Motorista agora “explicava” ser o companheirinho negro que o sinhozinho deixara na fazenda sem ter outro amigo da mesma idade para brincar. Aparecia às vezes, em visita aos avós, ambos mais crescidos, agora pouco se falavam. Contou da mocinha, meia-irmã de UM e de OUTRO, o feitor queria abusar dela, atirou-se ao rio sem se entregar.

Nesse mesmo dia, uma cobra venenosa entrou na calça do feitor e mordeu exatamente no local do “quase crime” – o corpo foi jogado a descoberto na mata, conforme determinou o senhor branco, para delícia das aves de rapina.

E assumiu oficialmente a filha amada (nunca negara!) ao mandar rezar missa com toda a família e todos os escravos rezando piedosos. BEL, um doce anjo, era amada por todos e só um homem bem velhinho (hoje chamam de preto velho) sabia de antemão o que estava reservado para ELA, desde que viu a luz do mundo ao primeiro sorriso de vida (estranhamente não chorou ao nascer: na mata, fora da senzala). Destino!

Ora, ELE, o amiguinho negro, soube que sinhozinho branco só recebera a notícia por carta de uma tia um mês depois, carta veio a cavalo - era moda, entre os ricos, enviar notícia de luto em elegante envelope com tarja preta. Chorou muito na ocasião.

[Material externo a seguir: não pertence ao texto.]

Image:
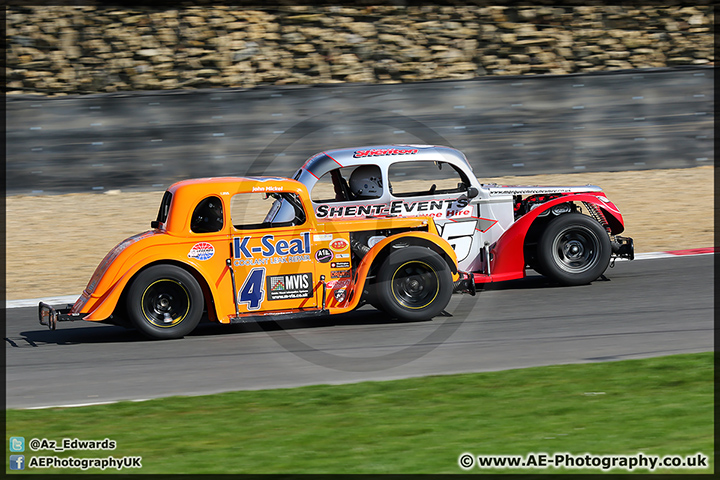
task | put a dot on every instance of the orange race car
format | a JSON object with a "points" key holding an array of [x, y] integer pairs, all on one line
{"points": [[251, 249]]}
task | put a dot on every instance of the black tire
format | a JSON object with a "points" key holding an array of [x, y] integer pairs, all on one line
{"points": [[574, 249], [413, 283], [164, 302]]}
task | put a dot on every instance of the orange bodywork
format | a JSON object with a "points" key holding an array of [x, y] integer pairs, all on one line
{"points": [[264, 260]]}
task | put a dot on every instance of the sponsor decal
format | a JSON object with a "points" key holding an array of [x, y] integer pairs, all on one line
{"points": [[271, 251], [271, 188], [341, 274], [285, 287], [528, 190], [324, 255], [337, 284], [202, 251], [339, 244], [381, 152], [421, 208]]}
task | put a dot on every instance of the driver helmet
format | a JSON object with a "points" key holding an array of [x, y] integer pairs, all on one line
{"points": [[366, 182]]}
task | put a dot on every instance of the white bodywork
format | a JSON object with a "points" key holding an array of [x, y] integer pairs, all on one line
{"points": [[467, 222]]}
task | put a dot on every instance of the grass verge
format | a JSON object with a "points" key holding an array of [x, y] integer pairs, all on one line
{"points": [[658, 406]]}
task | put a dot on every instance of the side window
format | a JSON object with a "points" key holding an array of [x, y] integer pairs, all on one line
{"points": [[207, 216], [409, 179], [264, 210], [333, 186], [164, 207]]}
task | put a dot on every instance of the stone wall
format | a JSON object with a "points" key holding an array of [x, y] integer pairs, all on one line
{"points": [[59, 50]]}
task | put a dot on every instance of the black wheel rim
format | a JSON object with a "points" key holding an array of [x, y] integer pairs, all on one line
{"points": [[165, 303], [415, 285], [576, 249]]}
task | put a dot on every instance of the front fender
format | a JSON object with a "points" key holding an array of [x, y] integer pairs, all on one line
{"points": [[508, 256], [100, 307]]}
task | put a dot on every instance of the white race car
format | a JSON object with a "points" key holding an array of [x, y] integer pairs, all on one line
{"points": [[569, 234]]}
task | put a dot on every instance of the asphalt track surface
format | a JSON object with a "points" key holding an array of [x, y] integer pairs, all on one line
{"points": [[646, 308]]}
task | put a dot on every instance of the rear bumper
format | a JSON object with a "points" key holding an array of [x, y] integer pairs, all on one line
{"points": [[49, 316], [623, 247], [465, 284]]}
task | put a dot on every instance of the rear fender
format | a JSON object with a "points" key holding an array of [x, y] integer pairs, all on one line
{"points": [[377, 254], [508, 258]]}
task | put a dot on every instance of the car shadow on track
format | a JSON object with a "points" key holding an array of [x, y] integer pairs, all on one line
{"points": [[88, 333], [530, 282]]}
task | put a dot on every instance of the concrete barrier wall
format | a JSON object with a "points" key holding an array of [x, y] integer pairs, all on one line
{"points": [[98, 47], [620, 120]]}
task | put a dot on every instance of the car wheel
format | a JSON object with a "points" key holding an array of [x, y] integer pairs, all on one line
{"points": [[574, 249], [165, 301], [413, 283]]}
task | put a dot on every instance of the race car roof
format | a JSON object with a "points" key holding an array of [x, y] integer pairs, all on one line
{"points": [[383, 155]]}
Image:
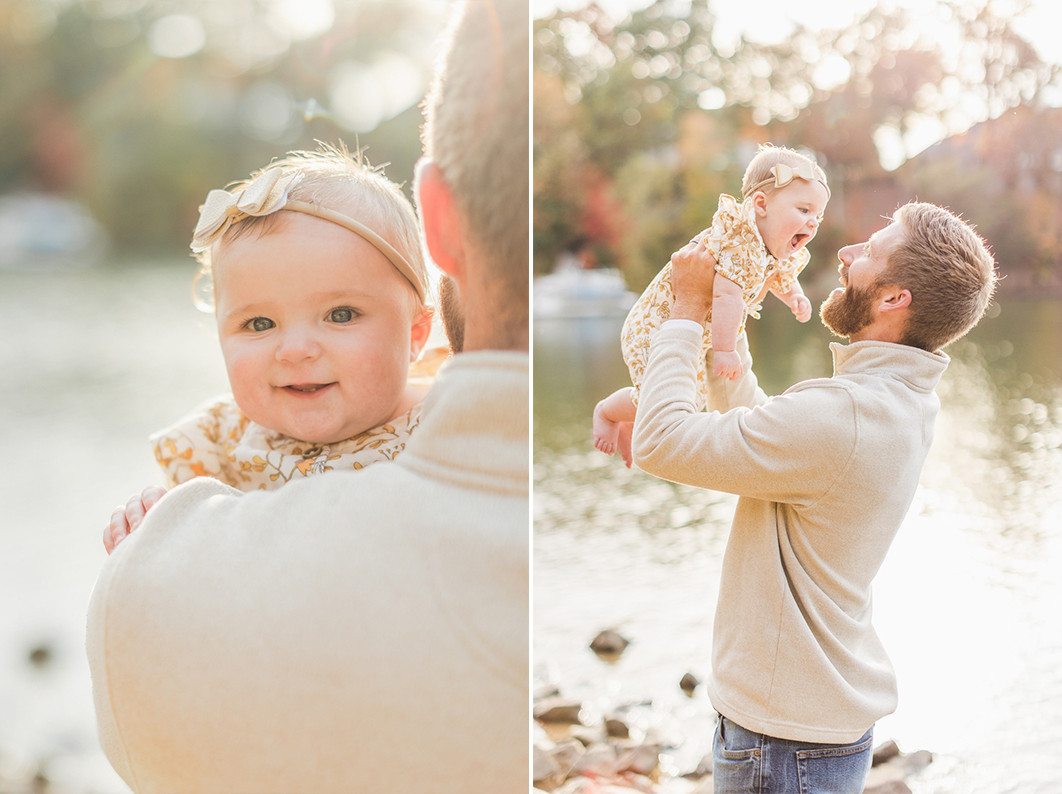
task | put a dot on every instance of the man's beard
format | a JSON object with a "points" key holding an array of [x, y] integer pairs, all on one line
{"points": [[849, 312]]}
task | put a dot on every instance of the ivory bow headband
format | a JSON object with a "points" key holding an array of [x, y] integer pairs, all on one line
{"points": [[268, 193], [783, 174]]}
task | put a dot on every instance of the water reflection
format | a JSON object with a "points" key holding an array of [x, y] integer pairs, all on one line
{"points": [[93, 361], [966, 602]]}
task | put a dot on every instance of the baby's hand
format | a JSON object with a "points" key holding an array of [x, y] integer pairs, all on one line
{"points": [[801, 307], [728, 364], [127, 517]]}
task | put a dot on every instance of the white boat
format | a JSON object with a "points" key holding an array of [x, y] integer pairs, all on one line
{"points": [[572, 292], [38, 230]]}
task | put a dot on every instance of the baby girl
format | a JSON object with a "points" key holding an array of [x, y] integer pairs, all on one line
{"points": [[758, 245], [319, 287]]}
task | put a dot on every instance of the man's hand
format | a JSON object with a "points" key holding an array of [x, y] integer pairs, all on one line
{"points": [[801, 307], [127, 517], [692, 274], [728, 364]]}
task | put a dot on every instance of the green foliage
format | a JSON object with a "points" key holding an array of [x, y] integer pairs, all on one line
{"points": [[88, 109], [669, 114]]}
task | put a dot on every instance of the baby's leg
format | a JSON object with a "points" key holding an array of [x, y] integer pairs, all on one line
{"points": [[609, 416]]}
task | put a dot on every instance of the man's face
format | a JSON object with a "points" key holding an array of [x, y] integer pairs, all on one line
{"points": [[852, 308]]}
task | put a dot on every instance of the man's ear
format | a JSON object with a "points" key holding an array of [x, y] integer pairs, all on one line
{"points": [[442, 227], [893, 298]]}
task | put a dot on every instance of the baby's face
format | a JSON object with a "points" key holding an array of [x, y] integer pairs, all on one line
{"points": [[317, 329], [788, 219]]}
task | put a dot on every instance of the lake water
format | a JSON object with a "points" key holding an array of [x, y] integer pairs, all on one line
{"points": [[93, 361], [968, 602]]}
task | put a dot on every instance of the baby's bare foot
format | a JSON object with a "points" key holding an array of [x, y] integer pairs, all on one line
{"points": [[626, 430], [605, 431]]}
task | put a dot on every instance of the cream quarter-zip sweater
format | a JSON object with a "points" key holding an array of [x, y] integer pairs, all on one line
{"points": [[353, 633], [825, 473]]}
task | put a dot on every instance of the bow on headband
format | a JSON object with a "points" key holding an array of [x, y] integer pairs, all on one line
{"points": [[783, 174], [268, 193]]}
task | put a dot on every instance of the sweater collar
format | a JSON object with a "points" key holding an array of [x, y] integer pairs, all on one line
{"points": [[919, 368], [475, 424]]}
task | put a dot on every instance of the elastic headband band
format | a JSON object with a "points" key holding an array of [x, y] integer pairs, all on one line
{"points": [[783, 174], [359, 228], [268, 193]]}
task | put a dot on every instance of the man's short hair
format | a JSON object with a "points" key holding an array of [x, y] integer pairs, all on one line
{"points": [[948, 270], [476, 132]]}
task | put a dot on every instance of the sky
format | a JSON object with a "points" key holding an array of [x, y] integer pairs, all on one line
{"points": [[768, 21]]}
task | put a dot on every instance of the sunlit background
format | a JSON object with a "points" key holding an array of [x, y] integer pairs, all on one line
{"points": [[116, 119], [644, 113]]}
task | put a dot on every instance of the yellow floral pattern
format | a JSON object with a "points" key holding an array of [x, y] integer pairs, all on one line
{"points": [[218, 441], [741, 256]]}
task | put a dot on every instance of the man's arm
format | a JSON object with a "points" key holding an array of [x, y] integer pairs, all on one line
{"points": [[790, 449]]}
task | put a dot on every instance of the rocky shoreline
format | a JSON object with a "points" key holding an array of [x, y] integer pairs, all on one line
{"points": [[575, 753]]}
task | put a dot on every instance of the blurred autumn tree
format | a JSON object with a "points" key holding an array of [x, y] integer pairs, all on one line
{"points": [[640, 124], [138, 108]]}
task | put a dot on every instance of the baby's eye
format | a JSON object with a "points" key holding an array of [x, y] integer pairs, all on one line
{"points": [[260, 324], [342, 315]]}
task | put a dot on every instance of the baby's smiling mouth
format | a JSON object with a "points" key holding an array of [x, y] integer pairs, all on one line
{"points": [[306, 387]]}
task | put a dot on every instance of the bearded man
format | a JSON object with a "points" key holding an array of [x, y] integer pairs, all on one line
{"points": [[825, 473]]}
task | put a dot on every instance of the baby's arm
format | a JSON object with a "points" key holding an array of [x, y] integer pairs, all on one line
{"points": [[795, 299], [728, 306], [613, 423], [127, 517]]}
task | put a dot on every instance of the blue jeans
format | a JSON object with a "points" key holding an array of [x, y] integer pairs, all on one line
{"points": [[752, 763]]}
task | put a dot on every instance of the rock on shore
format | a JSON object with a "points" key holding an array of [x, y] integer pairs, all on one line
{"points": [[578, 754]]}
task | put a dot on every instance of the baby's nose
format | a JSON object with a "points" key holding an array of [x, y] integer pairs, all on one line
{"points": [[296, 345]]}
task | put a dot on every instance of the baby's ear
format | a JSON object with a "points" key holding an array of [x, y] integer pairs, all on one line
{"points": [[421, 329], [440, 218], [759, 203]]}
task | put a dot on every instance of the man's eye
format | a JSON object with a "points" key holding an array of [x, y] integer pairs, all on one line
{"points": [[341, 315]]}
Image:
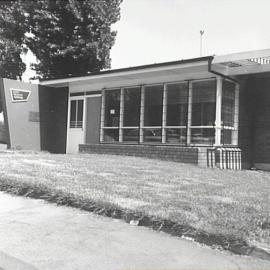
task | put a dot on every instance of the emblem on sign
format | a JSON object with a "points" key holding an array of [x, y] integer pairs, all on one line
{"points": [[18, 95]]}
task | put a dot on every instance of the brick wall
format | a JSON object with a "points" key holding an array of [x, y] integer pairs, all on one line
{"points": [[179, 154]]}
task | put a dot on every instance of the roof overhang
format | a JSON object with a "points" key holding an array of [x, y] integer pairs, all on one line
{"points": [[244, 63], [183, 67]]}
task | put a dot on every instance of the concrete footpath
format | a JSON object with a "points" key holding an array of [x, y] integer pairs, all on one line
{"points": [[38, 235]]}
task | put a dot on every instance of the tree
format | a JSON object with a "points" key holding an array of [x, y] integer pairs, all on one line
{"points": [[70, 37], [11, 40]]}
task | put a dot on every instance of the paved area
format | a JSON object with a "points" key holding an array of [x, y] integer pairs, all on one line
{"points": [[38, 235]]}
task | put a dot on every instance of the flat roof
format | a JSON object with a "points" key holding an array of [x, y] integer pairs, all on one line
{"points": [[125, 70], [230, 65]]}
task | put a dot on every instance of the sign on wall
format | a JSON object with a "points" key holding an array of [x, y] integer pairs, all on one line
{"points": [[18, 95]]}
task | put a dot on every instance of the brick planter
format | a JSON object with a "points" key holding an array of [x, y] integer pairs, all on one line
{"points": [[179, 154]]}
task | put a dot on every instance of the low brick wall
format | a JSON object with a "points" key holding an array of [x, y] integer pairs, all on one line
{"points": [[179, 154]]}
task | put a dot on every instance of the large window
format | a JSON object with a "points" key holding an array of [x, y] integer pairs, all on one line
{"points": [[181, 113], [203, 112], [153, 108], [76, 113], [112, 115], [176, 113], [228, 112], [131, 114]]}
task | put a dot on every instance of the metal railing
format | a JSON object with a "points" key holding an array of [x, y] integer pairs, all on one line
{"points": [[224, 158]]}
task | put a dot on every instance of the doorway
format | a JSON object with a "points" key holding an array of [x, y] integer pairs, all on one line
{"points": [[75, 134]]}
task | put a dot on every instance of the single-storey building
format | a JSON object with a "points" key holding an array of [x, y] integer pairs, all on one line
{"points": [[211, 111]]}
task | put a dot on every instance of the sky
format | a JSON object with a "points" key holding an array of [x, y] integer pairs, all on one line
{"points": [[153, 31]]}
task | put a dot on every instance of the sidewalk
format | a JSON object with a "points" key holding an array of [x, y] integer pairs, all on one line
{"points": [[47, 236]]}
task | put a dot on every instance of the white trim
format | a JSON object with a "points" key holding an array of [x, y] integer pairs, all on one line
{"points": [[95, 95], [84, 119], [236, 115], [176, 127], [142, 114], [23, 100], [218, 123], [189, 122], [142, 70], [153, 127], [68, 124], [121, 115], [164, 113], [202, 127], [241, 56]]}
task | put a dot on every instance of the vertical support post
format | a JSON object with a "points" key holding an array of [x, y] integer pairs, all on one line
{"points": [[68, 122], [189, 122], [102, 117], [142, 114], [84, 118], [121, 120], [218, 125], [236, 115], [164, 113]]}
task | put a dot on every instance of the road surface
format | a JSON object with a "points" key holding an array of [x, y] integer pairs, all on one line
{"points": [[38, 235]]}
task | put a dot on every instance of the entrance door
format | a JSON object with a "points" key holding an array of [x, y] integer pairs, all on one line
{"points": [[75, 134]]}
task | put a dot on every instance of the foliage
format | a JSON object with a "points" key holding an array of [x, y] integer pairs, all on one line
{"points": [[11, 39], [68, 37]]}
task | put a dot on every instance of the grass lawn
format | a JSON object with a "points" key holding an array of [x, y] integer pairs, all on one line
{"points": [[217, 201]]}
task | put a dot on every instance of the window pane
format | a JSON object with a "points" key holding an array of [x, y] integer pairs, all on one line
{"points": [[73, 110], [153, 105], [176, 135], [228, 101], [80, 113], [226, 136], [204, 103], [152, 135], [131, 135], [73, 106], [203, 136], [111, 135], [177, 104], [112, 108], [132, 104]]}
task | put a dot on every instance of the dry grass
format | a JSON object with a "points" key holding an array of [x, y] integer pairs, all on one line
{"points": [[223, 202]]}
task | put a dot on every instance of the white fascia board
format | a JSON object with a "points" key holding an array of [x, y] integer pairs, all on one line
{"points": [[123, 74], [241, 56]]}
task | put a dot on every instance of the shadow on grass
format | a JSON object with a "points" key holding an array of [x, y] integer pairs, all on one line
{"points": [[230, 243]]}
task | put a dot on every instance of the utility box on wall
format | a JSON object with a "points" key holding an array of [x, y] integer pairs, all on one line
{"points": [[23, 107]]}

“Sim, Pai Oxalá permitiu que um dia EU reencontrasse você na sua nova reencarnação. Nossa irmã está aqui do meu lado e manda um abraço de carinho. Agora é adeus!”

Motorista debruçou-se sobre o volante e sem querer buzina disparou. Levantou a cabeça, espantado, como quem acorda.

ELE arrepiou-se ao longo de toda a coluna vertebral. Entendeu tudo e ao mesmo tempo recusou-se a entender. Agnóstico.

Olhou taxímetro, entregou o dinheiro alto - “Não precisa troco... Balas para as suas crianças...” Saltou ainda muito longe da escola. Acenaram-se amistosos.

Pelo sim pelo não, pediu informações a amigos religiosos.

Eram almas de escravos, indicaram mãe-de-santo baiana que ficou de fazer umas rezas, não cobrou nem pediu nada, mas, escravos provavelmente batizados, ELA sugeriu também missa católica num sábado, dia de EWÁ.

Procurou a igreja de São Benedito, etíope, achou uma exatamente no centro de Campinas, encomendou a tal missa (a que não assistiu, por assumido medo) e acendeu logo um pacotão com cinqüenta velas – para o menino que ELE fora no passado, para ISABEL e para o companheirinho negro, SEBASTIÃO.

Nesse dia, céu em estranho tom rosado, cor de EWÁ.

ISABEL devia estar agradecendo finalmente a sua paz.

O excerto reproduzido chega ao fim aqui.